For Halloween this year, Lily was an owl! Unfortunately, Halloween night was very cold so we didn't go out trick or treating. We made it to Gpa and Gma Schwarck's in costume, however, not the other grandparents because of illness. Next year hopefully we can make it out trick or treating!!! I think Lily would enjoy it. Maybe not the costume as much as just getting out!!!
Crazy glasses from Aunt Jan!
Grandma S loves her lil' owl!
We were fortunate to have some very nice fall days where we were able to get outside and enjoy the nice weather and fresh cool air! Lily truly enjoys the outdoors and being on her swing!
Maran, one of my best friends that lives near Chicago, was able to come visit us a few weeks ago. It was so good to see her! Maran is the type of friend that you can not see for months and you can just pick up where you left off and it's like you've never been apart! She is one of the most loving and supportive people I know. Thanks for visiting Maran!!! Wish you were closer!

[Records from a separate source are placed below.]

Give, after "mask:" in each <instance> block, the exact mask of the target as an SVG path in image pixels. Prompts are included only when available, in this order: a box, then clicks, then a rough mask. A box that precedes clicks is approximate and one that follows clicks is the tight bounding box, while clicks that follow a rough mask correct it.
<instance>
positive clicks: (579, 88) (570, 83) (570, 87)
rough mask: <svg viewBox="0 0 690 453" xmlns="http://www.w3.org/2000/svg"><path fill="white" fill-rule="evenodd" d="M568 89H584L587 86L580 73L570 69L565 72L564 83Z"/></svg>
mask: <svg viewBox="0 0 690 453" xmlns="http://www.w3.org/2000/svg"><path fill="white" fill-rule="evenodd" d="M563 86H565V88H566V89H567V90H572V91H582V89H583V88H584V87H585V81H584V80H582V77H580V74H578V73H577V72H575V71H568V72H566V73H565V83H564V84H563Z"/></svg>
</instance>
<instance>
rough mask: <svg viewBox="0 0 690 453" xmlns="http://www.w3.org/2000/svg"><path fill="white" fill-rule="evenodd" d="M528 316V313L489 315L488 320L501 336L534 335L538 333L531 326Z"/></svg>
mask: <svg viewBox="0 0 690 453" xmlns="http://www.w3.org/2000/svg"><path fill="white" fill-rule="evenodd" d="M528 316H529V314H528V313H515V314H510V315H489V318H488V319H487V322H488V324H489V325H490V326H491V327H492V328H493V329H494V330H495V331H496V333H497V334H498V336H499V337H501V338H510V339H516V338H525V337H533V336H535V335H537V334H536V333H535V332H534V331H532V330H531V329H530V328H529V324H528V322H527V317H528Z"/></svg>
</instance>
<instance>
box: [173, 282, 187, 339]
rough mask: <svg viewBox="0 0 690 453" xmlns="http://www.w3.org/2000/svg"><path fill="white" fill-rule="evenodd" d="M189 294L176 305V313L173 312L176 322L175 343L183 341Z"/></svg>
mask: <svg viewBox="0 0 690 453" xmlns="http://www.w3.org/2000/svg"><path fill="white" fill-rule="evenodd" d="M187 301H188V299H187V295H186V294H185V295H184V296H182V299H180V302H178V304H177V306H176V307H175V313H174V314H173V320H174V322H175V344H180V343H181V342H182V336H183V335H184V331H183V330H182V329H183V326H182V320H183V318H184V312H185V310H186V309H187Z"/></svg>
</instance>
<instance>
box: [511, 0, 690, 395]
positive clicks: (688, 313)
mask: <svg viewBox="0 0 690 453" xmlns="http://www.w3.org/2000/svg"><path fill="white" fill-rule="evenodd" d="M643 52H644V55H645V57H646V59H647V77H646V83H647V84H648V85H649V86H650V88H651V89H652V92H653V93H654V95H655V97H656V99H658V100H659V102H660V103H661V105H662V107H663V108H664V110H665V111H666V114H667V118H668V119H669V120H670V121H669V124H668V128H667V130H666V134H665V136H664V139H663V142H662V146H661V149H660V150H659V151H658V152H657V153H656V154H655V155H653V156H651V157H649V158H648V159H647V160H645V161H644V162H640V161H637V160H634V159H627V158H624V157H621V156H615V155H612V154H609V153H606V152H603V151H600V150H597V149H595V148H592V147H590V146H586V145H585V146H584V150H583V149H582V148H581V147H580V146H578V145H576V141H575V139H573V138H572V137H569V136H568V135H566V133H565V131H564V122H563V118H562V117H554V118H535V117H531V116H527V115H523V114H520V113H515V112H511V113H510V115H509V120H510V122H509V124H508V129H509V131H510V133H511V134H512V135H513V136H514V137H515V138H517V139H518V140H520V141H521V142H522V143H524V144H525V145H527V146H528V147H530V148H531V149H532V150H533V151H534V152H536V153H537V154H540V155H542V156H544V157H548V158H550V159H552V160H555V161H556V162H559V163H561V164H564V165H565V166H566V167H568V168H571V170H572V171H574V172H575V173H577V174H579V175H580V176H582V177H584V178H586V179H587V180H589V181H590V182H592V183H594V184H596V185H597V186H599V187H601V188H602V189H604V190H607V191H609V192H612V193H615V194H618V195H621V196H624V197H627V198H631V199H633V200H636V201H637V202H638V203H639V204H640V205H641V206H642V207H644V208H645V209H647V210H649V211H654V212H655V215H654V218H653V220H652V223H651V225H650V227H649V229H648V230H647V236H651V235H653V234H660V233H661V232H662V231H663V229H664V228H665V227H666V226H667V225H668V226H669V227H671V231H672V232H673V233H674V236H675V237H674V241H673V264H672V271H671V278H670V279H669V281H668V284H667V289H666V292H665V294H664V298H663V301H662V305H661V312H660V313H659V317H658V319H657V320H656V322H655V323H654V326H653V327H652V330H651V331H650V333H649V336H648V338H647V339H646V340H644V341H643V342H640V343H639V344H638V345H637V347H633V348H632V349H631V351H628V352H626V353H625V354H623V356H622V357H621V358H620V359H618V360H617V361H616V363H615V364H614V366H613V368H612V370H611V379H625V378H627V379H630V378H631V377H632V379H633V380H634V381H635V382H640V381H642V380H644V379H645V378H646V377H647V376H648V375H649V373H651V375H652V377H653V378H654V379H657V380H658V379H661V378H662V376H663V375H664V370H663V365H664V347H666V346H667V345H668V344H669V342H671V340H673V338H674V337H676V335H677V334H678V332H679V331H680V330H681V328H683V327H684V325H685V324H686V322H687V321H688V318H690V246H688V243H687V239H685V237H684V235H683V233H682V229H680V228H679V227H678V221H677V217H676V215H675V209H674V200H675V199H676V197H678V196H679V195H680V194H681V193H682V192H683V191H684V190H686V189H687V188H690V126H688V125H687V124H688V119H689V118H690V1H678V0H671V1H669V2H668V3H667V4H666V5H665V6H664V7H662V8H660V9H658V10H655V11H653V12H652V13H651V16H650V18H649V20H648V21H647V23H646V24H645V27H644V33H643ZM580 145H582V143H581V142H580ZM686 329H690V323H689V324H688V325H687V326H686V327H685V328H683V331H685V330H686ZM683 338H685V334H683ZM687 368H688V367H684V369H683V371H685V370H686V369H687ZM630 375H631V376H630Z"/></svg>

(Sorry for the overload of pictures----but so much has happened since my last post!! :) :)
For those of you on facebook, you have probably seen my posts about Lily with her ipad and angel arm. This girl loves being able to use her angel arm to do things on her ipad. And it is so wonderful to be able to see her do things on her own-it makes her so happy and gives her a new sense of independence. She gets a huge grin when she sees the ipad; she loves music and loves to play songs on the piano!
A few other favorites from the past month with our girl!
Thank you for following us along this journey and for supporting us through prayer. We ask that you would continue to pray for health for Lily, Levi, and I and for strength and healing for Lily girl. They are getting closer and closer to a cure for SMA and thats encouraging and gives us hope, but we know not what the future holds. We take one day at a time! We are thankful for each and every day Lily is here and we can enjoy her blooming personality and sweet demeanor. Some days are harder than others though; I get so sad and frustrated with SMA and it's limitations. It makes my heart ache that Lily can't walk or run around or simply sit up on her own with a pile of toys around her. I want that for her so badly. I want to throw her on my hip or just pick her up in my arms and squeeze her tight as she puts her little arms around my neck (without having to worry about her g-tube or her filling up with secretions, or trying to support her body/head). I want her to play at the park and get dirty or rummage through things she shouldn't at home. :-) But I know that regardless of whether or not she is able to do those things here on earth, SOMEDAY she will in Heaven. And that gives me great hope and something to look forward to!!! Someday she won't have any limitations. But until then, we will treasure our time with her and do our best to focus on her, not her diagnosis. That little voice and big toothy grin are giving us the chance to experience love in a BIG way, like we never imagined! Love that girl!
2 Corin 4:17 "For our light and momentary troubles are achieving for us an eternal glory that far outweighs them all."